Memorable scenes and events include the discovery of an alien in the desert, who clearly says in English, "I'm sorry, but there is bad news," and this alien's subsequent interrogation and autopsy; the discovery of an artificial geological formation and its subsequent nuclear destruction by a desperate military; and the Earth's eventual destruction by the mutual annihilation of a piece of neutronium and a piece of antineutronium dropped into Earth's core.
It is noted by some its depiction of an American President whose effectiveness is compromised by his fundamentalist religious beliefs, which are manipulated by the aliens.

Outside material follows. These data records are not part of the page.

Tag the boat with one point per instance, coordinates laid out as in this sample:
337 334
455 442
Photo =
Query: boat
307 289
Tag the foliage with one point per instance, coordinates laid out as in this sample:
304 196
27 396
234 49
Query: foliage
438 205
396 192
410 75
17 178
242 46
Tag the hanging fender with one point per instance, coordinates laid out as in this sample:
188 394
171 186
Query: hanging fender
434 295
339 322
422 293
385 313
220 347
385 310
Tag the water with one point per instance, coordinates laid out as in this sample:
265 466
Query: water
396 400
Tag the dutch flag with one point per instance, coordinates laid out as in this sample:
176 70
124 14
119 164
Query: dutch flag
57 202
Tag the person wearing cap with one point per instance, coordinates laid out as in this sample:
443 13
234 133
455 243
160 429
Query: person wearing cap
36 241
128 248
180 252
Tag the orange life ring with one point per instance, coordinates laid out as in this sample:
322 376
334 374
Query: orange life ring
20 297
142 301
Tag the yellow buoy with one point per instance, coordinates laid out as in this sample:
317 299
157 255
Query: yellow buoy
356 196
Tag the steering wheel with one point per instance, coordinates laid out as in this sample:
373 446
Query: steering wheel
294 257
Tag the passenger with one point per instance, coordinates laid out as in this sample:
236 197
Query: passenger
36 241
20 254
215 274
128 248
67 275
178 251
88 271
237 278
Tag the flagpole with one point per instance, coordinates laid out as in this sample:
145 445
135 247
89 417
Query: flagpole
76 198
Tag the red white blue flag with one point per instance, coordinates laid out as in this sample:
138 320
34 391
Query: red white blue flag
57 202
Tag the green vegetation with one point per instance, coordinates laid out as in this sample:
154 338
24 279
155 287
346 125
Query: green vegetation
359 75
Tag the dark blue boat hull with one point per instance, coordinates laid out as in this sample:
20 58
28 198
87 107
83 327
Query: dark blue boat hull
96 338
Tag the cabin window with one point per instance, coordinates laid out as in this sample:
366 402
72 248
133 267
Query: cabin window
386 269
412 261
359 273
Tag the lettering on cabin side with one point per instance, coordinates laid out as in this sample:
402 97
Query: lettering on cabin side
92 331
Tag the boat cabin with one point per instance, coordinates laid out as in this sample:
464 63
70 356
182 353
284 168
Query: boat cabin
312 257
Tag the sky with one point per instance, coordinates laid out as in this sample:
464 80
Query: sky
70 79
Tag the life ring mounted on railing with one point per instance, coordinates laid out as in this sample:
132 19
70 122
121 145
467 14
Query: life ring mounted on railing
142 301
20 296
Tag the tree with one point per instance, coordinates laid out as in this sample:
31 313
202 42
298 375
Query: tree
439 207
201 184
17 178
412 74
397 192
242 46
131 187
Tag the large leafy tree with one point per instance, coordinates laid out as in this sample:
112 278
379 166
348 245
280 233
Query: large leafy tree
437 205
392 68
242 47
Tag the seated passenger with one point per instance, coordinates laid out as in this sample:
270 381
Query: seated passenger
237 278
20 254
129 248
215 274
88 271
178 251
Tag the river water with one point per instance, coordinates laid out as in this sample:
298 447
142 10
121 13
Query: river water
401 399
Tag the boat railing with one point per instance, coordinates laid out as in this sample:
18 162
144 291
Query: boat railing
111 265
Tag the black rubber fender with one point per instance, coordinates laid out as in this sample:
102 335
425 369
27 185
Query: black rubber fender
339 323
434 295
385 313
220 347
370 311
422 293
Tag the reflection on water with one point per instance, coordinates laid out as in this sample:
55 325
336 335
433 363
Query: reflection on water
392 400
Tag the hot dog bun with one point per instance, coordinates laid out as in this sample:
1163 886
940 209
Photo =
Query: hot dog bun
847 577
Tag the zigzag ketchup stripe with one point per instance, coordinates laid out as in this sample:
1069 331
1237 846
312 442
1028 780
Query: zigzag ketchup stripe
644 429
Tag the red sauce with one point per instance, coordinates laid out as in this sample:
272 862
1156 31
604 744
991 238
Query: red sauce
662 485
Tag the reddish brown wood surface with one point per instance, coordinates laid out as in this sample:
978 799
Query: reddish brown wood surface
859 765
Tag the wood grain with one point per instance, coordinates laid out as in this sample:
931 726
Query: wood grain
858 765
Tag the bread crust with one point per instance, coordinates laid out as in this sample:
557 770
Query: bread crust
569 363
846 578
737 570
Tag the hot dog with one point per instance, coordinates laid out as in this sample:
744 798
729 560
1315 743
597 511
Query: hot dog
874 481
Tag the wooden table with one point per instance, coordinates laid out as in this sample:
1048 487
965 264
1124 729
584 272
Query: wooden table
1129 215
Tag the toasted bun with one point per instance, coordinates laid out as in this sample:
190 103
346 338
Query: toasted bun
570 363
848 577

There is another alien faction at work, however, represented on Earth by small spider-like robots that recruit human agents. They frantically collect all human data, biological records, tissue samples, seeds, and DNA that they can, and evacuate a handful of people from Earth. Some of the evacuees eventually settle a newly terraformed Mars while others form the crew of a Ship of the Law to hunt down the home world of the killers, a quest described in the sequel, Anvil of Stars. In space, this faction's machines combat and eventually destroy the attackers, though not before Earth's fate is sealed.
The two books show at least one solution to the Fermi paradox, with electromagnetically noisy civilisations being snuffed out by the arrival of self-replicating machines designed to destroy any potential threat to their (possibly long-dead) creators. (A similar theme is explored in Fred Saberhagen's Berserker novels.)